It has a controlled amount of flexibility as a means of direct conversion to the outer shell 22, which is the main structural element of the 0. That is, the flexible fingers provide flexible support between the insert and the outer shell, and the flexibility of the fingers in transmitting these bending loads to the outer shell reduces stress buildup. decreases. Once the inventive concept has been disclosed, the amount of flexibility is a matter of design to be determined according to conditions that can be calculated by one skilled in the art. The invention recognizes unequal expansion rates between the throat insert and the outer shell so that some throat insert expansion is accommodated by the limited flexibility of the fingers;
Only subsequent loads are transferred to and carried by the larger liner shell. The bending load is transferred from the throat insertion body 24 to the outer shell body 2.
2 reduces stress on the insert 24, thus increasing the life of the insert.
The fingers 34 can also introduce controlled flexibility into the fingers themselves, thereby allowing the outer shell 2
2 and the insert 24 are further reduced.

The upstream end of the insert 24 is fixedly coupled to the shell 22, while the downstream end is resiliently and slidably coupled by a plurality of spring-loaded fingers 44. There is. The specific construction of fingers 44 and their cooperation with shell 22 and insert 24 is best understood with reference to FIGS. 7-10.

As best shown in FIGS. 7 and 8, a plurality of pleats 46 are formed at circumferentially spaced locations along the outer periphery of the downstream end of the insert 24. There is. The pleats 46 form the base 48 of the air seal 50
in conjunction with the air flow metering passages 52 to form a plurality of air flow metering passages 52 that allow air within the toroidal space 38 to travel downstream to the chamber 30;
This serves to cool both the downstream end of the insert 24 and the fingers 44. The movement of air into passageway 52 is indicated by arrow 54 in FIG.

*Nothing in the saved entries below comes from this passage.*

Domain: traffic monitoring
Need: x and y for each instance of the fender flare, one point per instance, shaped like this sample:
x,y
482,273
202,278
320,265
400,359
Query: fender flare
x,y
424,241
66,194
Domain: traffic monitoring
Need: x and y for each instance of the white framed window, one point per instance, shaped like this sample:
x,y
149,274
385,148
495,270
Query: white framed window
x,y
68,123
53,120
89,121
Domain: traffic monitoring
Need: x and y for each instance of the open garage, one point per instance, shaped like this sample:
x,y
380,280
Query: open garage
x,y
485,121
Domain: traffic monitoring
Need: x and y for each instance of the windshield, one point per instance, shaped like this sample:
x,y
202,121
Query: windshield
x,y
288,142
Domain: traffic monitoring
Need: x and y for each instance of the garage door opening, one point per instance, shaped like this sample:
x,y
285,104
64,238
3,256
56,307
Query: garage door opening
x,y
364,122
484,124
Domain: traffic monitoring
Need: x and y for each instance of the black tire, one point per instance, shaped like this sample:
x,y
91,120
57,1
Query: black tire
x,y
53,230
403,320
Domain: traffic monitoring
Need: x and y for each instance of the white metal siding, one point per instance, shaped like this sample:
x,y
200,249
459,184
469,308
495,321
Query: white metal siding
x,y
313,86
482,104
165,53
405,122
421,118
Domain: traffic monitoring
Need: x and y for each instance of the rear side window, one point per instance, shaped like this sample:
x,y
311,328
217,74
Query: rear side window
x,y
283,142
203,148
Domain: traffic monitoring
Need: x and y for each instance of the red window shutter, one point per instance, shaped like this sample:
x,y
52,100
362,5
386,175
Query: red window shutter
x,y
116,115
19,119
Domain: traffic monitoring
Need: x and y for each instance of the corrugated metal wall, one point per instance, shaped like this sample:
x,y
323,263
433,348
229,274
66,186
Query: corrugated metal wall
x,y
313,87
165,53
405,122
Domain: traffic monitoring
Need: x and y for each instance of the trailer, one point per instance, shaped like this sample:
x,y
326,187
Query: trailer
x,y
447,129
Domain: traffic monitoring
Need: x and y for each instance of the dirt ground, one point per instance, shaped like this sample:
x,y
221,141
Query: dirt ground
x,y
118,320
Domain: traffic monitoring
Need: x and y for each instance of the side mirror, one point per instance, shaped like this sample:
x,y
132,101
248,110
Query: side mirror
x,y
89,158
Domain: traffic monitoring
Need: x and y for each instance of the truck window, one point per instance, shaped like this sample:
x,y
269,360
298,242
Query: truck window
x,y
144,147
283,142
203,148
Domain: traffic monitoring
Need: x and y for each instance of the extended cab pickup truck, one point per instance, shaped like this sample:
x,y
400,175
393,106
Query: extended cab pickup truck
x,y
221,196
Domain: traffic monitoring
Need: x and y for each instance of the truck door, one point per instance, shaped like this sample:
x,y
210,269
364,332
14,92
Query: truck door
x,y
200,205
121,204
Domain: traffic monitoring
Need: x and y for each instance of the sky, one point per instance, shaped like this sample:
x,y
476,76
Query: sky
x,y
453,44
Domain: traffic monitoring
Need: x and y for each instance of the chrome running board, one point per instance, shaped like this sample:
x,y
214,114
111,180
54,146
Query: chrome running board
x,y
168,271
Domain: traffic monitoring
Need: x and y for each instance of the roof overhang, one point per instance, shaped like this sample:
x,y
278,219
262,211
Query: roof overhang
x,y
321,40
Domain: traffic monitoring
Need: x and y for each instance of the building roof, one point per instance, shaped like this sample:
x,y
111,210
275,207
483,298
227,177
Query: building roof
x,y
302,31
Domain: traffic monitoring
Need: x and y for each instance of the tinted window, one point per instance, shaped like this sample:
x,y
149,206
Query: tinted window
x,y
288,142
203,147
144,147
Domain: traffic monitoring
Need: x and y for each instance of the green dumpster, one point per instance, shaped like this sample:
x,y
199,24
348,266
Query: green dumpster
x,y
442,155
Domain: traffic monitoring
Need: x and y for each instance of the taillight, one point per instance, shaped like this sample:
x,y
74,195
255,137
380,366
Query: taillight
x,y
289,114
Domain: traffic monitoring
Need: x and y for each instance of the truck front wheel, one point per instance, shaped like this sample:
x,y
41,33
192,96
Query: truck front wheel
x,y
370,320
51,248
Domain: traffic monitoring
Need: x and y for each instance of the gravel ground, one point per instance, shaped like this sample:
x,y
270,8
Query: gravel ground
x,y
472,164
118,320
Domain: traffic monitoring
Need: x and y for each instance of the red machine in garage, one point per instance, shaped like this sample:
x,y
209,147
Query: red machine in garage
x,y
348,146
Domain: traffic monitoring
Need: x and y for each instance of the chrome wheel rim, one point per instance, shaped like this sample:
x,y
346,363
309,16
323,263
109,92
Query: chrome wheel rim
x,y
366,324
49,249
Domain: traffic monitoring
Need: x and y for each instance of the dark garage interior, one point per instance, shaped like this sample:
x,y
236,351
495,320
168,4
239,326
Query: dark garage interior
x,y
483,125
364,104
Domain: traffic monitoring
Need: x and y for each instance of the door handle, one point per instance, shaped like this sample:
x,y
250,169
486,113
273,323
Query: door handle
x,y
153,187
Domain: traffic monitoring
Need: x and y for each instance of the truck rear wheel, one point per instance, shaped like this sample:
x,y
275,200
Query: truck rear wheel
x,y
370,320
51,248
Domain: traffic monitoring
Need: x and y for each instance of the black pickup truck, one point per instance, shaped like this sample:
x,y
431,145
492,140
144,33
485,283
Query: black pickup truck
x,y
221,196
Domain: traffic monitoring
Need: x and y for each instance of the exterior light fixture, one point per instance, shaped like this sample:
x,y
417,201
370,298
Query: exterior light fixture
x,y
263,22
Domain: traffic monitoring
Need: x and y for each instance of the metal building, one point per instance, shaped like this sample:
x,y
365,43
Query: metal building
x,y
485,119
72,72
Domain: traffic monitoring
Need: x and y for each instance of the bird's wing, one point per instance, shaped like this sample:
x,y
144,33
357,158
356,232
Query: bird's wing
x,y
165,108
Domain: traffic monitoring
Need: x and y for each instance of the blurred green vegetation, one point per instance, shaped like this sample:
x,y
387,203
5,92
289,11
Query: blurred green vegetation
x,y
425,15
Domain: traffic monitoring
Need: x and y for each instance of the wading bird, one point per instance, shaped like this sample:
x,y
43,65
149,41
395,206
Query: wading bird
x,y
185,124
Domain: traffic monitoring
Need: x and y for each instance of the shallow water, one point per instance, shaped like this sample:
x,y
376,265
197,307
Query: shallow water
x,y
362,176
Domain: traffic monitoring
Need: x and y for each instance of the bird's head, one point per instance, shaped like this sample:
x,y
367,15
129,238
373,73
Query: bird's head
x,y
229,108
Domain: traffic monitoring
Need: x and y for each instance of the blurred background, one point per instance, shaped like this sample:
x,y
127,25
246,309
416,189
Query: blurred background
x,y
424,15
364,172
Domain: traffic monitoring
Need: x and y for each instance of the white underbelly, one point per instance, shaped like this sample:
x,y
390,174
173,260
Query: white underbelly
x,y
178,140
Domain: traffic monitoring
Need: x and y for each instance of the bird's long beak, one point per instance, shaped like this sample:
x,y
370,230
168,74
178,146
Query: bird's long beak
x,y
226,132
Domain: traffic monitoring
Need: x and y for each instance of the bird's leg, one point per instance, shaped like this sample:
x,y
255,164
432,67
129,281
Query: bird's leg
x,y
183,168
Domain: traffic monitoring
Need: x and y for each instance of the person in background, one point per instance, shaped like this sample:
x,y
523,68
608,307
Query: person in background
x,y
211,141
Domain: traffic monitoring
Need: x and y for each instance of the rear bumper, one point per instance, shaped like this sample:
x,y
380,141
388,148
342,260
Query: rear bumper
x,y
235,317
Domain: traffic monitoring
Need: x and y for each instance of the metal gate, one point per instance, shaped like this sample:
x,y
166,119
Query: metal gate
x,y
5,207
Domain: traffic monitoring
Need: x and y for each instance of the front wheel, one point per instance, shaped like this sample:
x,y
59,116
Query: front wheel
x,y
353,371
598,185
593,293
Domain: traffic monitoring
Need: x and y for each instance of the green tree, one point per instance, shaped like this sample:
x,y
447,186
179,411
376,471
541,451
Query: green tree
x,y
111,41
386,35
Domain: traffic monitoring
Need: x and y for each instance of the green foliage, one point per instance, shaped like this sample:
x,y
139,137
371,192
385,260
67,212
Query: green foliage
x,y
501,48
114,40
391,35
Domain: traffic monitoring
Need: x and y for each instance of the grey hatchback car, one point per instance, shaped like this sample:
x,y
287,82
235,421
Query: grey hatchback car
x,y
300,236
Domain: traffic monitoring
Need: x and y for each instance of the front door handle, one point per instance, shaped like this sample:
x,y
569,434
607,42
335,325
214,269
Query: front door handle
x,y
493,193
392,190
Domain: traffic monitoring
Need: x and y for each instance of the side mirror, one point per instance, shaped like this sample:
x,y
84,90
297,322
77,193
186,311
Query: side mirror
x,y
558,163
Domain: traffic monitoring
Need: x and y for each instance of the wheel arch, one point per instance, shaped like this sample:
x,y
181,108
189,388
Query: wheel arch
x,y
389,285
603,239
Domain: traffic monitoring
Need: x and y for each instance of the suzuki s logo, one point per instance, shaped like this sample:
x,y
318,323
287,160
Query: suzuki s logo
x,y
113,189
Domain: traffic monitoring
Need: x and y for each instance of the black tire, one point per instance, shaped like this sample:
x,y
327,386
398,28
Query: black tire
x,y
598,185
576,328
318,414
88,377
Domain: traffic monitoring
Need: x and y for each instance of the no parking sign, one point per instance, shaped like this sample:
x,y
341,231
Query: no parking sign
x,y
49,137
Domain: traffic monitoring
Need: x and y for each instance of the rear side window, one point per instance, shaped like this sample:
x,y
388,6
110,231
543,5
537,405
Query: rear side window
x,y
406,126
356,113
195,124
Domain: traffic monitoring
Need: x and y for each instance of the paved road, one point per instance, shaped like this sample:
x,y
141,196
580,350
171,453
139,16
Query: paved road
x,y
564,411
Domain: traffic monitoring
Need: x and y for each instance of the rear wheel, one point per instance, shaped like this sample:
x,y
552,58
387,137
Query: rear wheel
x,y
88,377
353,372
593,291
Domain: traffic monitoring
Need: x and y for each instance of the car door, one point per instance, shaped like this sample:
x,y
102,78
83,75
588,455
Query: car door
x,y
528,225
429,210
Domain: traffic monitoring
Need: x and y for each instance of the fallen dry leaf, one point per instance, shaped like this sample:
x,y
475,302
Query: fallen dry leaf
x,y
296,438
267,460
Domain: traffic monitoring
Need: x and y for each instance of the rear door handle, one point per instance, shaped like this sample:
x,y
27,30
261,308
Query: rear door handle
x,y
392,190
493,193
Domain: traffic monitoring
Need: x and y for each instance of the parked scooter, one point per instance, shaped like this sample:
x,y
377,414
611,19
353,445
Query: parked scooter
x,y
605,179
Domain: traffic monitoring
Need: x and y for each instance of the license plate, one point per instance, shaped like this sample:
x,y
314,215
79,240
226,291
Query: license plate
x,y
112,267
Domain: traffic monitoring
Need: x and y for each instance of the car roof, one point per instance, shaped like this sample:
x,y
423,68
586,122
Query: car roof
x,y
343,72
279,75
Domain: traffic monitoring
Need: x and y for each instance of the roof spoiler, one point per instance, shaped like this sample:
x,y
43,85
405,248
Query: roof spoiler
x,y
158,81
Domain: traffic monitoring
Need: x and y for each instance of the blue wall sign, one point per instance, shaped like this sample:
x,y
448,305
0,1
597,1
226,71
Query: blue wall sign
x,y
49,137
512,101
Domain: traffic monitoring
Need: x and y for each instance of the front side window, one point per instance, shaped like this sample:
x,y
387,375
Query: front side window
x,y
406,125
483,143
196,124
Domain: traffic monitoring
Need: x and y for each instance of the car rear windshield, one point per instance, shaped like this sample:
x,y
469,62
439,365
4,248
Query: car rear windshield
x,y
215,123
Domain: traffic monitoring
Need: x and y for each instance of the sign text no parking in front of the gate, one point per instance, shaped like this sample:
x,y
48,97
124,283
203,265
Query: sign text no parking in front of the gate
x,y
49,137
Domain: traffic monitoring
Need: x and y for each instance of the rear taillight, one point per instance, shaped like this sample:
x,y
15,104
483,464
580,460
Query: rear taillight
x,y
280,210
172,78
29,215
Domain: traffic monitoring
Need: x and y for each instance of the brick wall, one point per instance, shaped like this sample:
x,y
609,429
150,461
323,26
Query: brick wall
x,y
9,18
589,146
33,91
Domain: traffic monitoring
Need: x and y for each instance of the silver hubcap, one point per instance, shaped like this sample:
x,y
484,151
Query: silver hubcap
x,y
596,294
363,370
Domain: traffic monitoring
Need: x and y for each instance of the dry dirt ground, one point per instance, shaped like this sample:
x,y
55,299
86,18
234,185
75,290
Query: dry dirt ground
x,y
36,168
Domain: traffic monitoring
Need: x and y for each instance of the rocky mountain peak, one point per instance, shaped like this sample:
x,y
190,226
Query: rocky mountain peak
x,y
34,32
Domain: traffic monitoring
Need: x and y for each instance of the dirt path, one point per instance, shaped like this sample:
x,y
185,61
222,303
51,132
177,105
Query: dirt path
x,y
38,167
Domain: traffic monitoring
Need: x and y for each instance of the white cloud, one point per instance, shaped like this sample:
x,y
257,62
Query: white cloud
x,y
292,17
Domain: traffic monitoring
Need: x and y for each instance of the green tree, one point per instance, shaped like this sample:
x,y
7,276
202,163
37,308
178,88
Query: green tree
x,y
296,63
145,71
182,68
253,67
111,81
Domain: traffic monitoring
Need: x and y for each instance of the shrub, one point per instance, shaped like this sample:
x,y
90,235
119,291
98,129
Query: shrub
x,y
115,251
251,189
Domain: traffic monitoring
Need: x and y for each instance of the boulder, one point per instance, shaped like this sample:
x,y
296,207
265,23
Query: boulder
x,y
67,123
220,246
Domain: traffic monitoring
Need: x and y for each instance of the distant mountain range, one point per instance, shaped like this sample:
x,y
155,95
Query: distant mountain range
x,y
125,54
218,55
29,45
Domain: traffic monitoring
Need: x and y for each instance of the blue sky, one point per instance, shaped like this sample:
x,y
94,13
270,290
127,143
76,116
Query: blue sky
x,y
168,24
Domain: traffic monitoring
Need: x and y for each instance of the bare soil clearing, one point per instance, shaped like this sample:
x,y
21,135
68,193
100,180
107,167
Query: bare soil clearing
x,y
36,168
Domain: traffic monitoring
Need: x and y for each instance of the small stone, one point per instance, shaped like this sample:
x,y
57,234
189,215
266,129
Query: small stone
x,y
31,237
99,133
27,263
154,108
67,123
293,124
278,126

The air seal 50 is made by rolling a continuous metal plate into a circle,
For example, the insert 24 may be
It is preferable to connect to A plurality of slots 58 are formed at the end of the seal 50 to form a plurality of fingers 44.
Configure. Its shape is best shown in FIGS. 7 and 10. The slot 58 is located at the point weld 5
6 so that cooling air can pass through each slot and over the associated weld 56, as best shown by arrow 60 in FIG. preferable. In this way, the welded portion 56 is kept at a relatively low temperature, and the risk of deterioration of the welded portion is reduced.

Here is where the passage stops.